Published in final edited form as: J Biomech. 2013 Aug 28;46(15):2726–2729. doi: 10.1016/j.jbiomech.2013.08.001

In-Situ Characterization of the Uncrimping Process of Arterial Collagen Fibers Using Two-Photon Confocal Microscopy and Digital Image Correlation

Ruoya Wang 1,4, Luke P Brewster 3,4,5, Rudolph L Gleason Jr 1,2,3
PMCID: PMC4518203  NIHMSID: NIHMS520713  PMID: 24050510

Abstract

Uncrimping of collagen fibers in the arterial wall is an integral process in modulating the macro-level mechanical response of arteries. Uncrimping of collagen fibers leads to a gradual, but significant strain-stiffening response of the artery at physiological pressures and prevents overdistention at elevated pressures. In this study, we imaged adventitial collagen fibers from a fresh primate artery using two-photon excitation microscopy while subjecting the artery to physiological inflation pressures and axial stretch. The imaging focal plane was fixed at a constant radial location in the adventitial wall by adjusting the focal distance as the artery inflated, allowing for the continuously monitoring of the uncrimping process of a single region of collagen fibers. Digital image correlation was then applied to the sequential images to assess and correlate the local displacements to manual traces of selected reference fibers and their engagements. We found that the collagen fibers of interest became fully engaged at a luminal pressure of 20 mmHg, this was then followed by significant rotation of these fibers as the bulk artery continued to dilate. This technique allows for the development of uncrimping metrics to more accurately characterize the kinematics of collagen fibers under physiological loads, which can aid in the development of more accurate microstructural constitutive models for arteries.
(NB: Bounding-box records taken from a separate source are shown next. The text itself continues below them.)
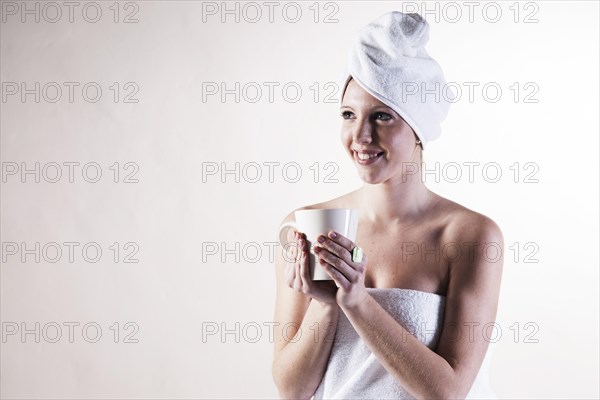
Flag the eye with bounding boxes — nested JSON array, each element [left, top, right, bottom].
[[375, 111, 392, 121]]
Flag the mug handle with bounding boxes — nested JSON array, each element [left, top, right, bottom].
[[279, 222, 298, 248]]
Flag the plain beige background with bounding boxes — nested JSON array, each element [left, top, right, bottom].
[[0, 1, 599, 399]]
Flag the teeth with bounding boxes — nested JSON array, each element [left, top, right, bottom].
[[356, 153, 379, 160]]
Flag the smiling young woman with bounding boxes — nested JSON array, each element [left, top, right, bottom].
[[273, 12, 504, 399]]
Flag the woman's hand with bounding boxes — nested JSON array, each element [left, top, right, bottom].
[[314, 231, 369, 308], [285, 229, 338, 305]]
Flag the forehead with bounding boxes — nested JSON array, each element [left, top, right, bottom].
[[342, 79, 392, 110], [342, 79, 389, 108]]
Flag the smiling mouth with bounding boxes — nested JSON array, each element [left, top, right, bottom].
[[353, 151, 384, 165]]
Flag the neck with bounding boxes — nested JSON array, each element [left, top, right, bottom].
[[358, 171, 436, 224]]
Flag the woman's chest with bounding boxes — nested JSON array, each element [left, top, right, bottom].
[[356, 228, 449, 295]]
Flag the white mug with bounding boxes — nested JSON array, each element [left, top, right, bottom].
[[279, 208, 359, 281]]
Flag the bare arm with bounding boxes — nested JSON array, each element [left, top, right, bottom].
[[316, 219, 504, 398], [272, 216, 340, 399]]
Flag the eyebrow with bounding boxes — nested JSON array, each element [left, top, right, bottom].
[[340, 105, 393, 111]]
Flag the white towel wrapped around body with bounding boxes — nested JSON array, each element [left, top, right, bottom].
[[313, 288, 497, 400]]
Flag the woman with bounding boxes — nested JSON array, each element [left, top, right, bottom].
[[273, 12, 504, 399]]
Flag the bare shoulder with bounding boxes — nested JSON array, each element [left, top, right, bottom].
[[439, 197, 504, 246]]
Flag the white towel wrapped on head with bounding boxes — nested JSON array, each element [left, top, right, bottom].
[[339, 11, 456, 149]]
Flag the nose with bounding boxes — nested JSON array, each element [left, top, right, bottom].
[[352, 118, 373, 143]]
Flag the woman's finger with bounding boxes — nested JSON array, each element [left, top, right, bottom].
[[315, 247, 358, 287], [317, 235, 353, 267]]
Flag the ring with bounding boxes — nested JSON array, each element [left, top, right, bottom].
[[352, 246, 362, 263]]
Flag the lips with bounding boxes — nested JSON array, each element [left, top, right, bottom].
[[352, 150, 384, 165]]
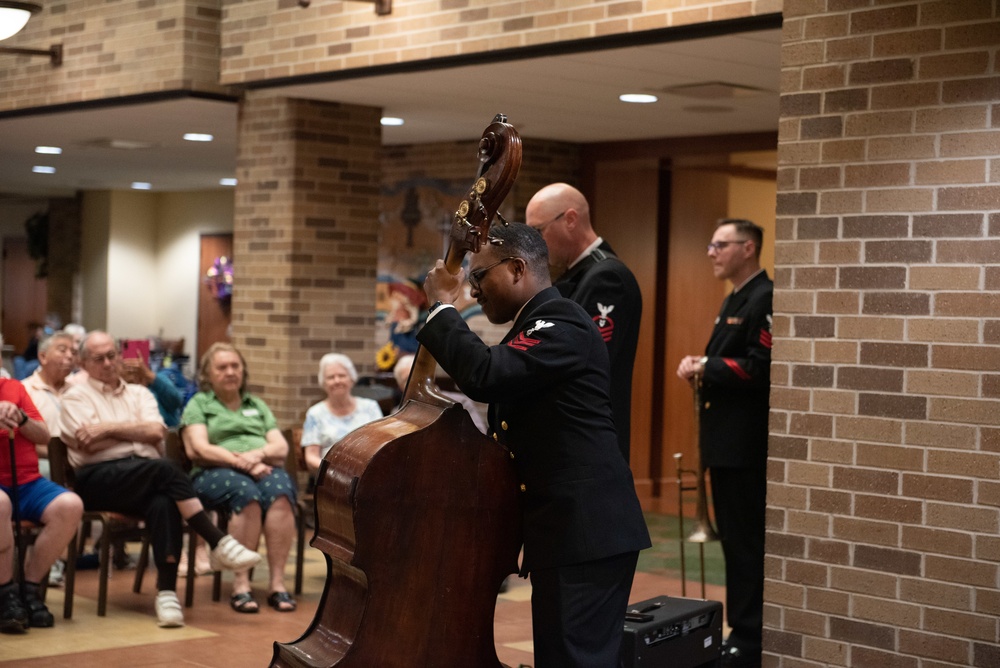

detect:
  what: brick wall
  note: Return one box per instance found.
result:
[232,92,381,427]
[222,0,781,83]
[0,0,226,110]
[375,133,580,345]
[765,0,1000,668]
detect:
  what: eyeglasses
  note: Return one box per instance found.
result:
[535,214,569,234]
[469,255,520,292]
[90,350,118,364]
[708,239,750,253]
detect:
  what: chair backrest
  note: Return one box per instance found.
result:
[281,427,309,492]
[49,436,76,489]
[163,429,193,473]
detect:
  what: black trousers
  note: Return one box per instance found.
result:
[74,457,198,589]
[712,467,767,651]
[531,552,639,668]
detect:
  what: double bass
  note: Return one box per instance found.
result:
[271,114,521,668]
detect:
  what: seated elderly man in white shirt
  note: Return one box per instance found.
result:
[59,331,260,627]
[24,331,75,478]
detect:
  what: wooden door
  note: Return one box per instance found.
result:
[3,237,48,361]
[197,234,233,362]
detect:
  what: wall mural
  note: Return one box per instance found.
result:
[375,178,509,371]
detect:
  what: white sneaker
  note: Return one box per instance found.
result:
[208,534,260,571]
[49,559,66,587]
[156,589,184,629]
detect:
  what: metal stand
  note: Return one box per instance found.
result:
[7,429,24,600]
[674,452,705,598]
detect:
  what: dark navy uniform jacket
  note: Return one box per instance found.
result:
[554,242,642,461]
[699,271,774,468]
[417,288,650,574]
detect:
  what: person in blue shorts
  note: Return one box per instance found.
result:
[0,368,83,633]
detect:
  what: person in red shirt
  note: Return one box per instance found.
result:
[0,370,83,633]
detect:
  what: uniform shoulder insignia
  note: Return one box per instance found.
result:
[524,320,555,336]
[594,302,615,343]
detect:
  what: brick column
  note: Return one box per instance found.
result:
[764,5,1000,668]
[47,197,80,325]
[232,92,381,428]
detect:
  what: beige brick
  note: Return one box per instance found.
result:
[941,131,1000,158]
[905,422,976,450]
[851,594,921,628]
[837,317,906,341]
[865,188,936,213]
[909,266,983,290]
[813,390,857,415]
[906,369,979,397]
[819,241,861,265]
[844,111,913,137]
[914,160,987,185]
[830,567,897,600]
[899,576,972,611]
[928,398,1000,424]
[914,104,990,133]
[867,135,939,160]
[819,190,864,215]
[809,438,854,464]
[834,417,902,443]
[926,502,1000,534]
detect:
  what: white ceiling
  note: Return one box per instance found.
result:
[0,30,781,200]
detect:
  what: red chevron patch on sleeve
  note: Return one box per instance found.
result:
[722,357,750,380]
[507,332,542,352]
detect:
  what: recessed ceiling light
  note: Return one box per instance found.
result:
[618,93,657,104]
[663,81,767,100]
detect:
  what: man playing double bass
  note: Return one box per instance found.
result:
[417,224,650,668]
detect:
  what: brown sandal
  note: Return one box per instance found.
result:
[267,591,297,612]
[229,591,260,614]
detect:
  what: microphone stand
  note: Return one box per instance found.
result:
[7,429,24,600]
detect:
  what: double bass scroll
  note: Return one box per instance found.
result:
[271,116,521,668]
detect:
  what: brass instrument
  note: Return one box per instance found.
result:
[674,374,719,598]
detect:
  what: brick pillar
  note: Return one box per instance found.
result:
[232,92,381,428]
[764,5,1000,668]
[47,197,80,325]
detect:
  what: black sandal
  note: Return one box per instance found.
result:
[267,591,298,612]
[229,591,260,615]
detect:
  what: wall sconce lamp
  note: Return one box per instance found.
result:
[0,0,62,67]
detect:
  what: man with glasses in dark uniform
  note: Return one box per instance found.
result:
[525,183,642,462]
[677,218,774,668]
[417,224,650,668]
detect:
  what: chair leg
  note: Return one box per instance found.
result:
[97,523,111,617]
[132,531,149,594]
[295,508,306,596]
[63,534,77,619]
[184,530,198,608]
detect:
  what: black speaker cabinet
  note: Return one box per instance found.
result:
[621,596,722,668]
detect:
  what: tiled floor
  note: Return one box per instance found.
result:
[0,516,725,668]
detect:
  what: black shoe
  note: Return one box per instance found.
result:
[0,583,28,633]
[24,583,56,629]
[719,643,761,668]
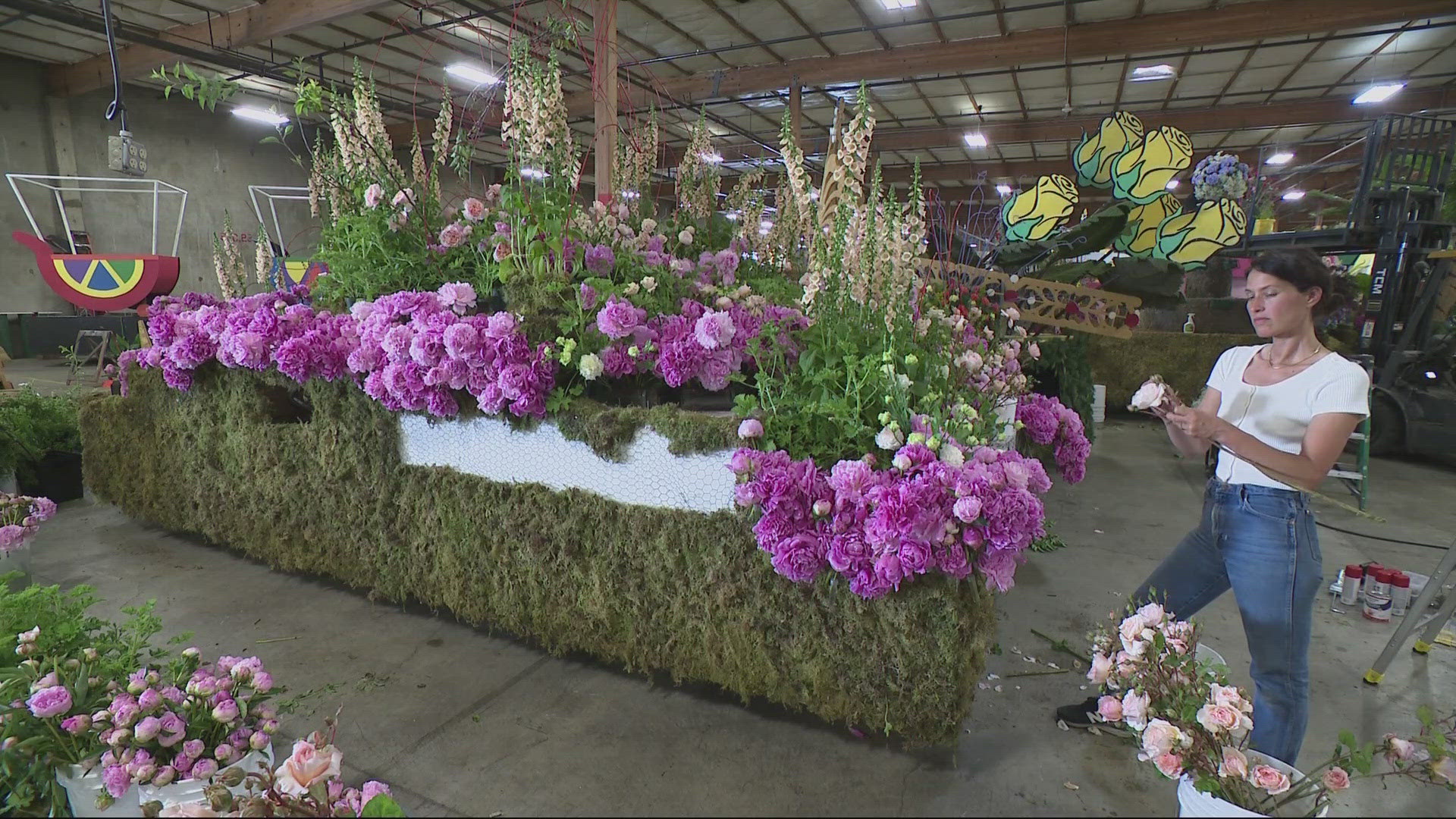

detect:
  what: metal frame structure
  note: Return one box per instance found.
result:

Keywords: adventitia, digital image correlation, two-photon excitation microscopy, deformation, arterial mechanics

1. Introduction

Collagen fibers (CFs) are considered the primary load-bearing constituent in the arterial wall. The high tensile strength of CFs and their abundance, particularly in the adventitia, provide structural support and prevent the overdistention of the arterial wall at elevated blood pressures (Holzapfel, et al. 2000). However, at sub-physiological pressures, CFs are undulated or crimped, and therefore present minimal resistance to loading. As the arterial wall dilates with increasing luminal pressure, the undulated CFs uncrimp and become engaged (i.e. straightened), and this process results in significant strain-stiffening and loading resistance of the wall (Cox 1978). The uncrimping process of CFs is an integral component of the non-linear mechanical response of arteries. The kinematics of the uncrimping is complex and not well understood, and a better understanding of this process can help in the formulation of more physiologically relevant microstructurally-motivated constitutive models (Cacho, et al. 2007, Gasser, et al. 2012).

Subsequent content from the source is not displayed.